3 Ways to Generate Retirement Income
April 8, 2020 (Investorideas.com Newswire) Whatever your plans for retirement, at some point after you have left the world of work there may come a time when you need a little extra cash.
Whether you want to supplement your pension payments with some disposable income or save for a rainy day, here are few ways to generate money as a retiree.
Invest in property
If you are cautious about other types of investment which are potentially prone to volatility and uncertainty, property remains a reliable and relatively low-risk option that can deliver a regular income.
This is particularly relevant in the age of app-based vacation property rental brought about by services like Airbnb. This means you do not solely need to rely on long term rental agreements, but can instead make heftier sums from short term holiday lets.

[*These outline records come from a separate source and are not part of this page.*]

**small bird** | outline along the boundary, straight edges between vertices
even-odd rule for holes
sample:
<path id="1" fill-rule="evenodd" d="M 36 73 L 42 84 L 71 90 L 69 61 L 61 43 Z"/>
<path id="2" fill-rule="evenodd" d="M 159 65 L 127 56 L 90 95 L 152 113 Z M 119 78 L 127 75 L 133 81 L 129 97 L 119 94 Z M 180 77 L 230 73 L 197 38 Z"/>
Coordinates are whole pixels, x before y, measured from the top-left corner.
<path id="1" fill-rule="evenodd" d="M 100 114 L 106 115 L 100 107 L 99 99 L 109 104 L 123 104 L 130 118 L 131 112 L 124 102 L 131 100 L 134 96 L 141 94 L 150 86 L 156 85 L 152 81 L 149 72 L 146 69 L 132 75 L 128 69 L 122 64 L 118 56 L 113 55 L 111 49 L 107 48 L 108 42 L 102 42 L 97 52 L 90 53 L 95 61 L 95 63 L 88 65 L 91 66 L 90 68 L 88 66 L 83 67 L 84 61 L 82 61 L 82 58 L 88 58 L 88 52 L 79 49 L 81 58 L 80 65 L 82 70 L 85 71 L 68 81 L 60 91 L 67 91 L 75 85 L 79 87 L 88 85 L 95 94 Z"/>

The location and features of the property you pick will of course play a part in influencing the return you make on your investment, but with the right guidance you can put yourself in a sturdier financial position. This is especially relevant if you are worried about how far your social security will stretch and whether it will be adequate to cover living expenses further down the line.
Work part time
You may not be especially eager to jump back into a job after having just left your career behind you, but millions of retired people choose to take up part time positions in order to top up their bank account. In fact it is becoming more common at the moment and could even be beneficial from a mental health perspective, ensuring that your mind stays sharp and your memory remains intact for much longer.
There are also even more options for part time work in the digital age, so while you can take a job at a physical premises nearby, it is also just as possible to work remotely and make your expertise available to clients online.
Start saving early
The sooner you start putting money aside for retirement, the better prepared you will be when the day finally arrives. Saving a significant portion of your paycheque during the years when you are at the peak of your earning potential can be the difference between retiring on a comfortable income and having to seriously cut down on your spending after you leave work for the last time.
There are a lot of 'safe' ways to save your cash, although low interest rates may hamper your efforts if you simply choose to put all of your funds into a bank account. A Certificate of Deposit or a Laddered Bond can provide a nice pay out when reaching maturity, but again you need to factor in interest rates and inflation, as well as consider any tax that might apply to your savings.
For those who are less risk-averse, there are a host of high yield investment options to consider if you want to generate retirement income. So long as you are aware of the potential drawbacks, this approach may suit.
In the end, a combination of strategies is likely to deliver the best results and you should avoid putting all of your eggs in one basket. Most important of all, do not put off planning for your retirement, as inaction will have the worst ramifications for your post-work income.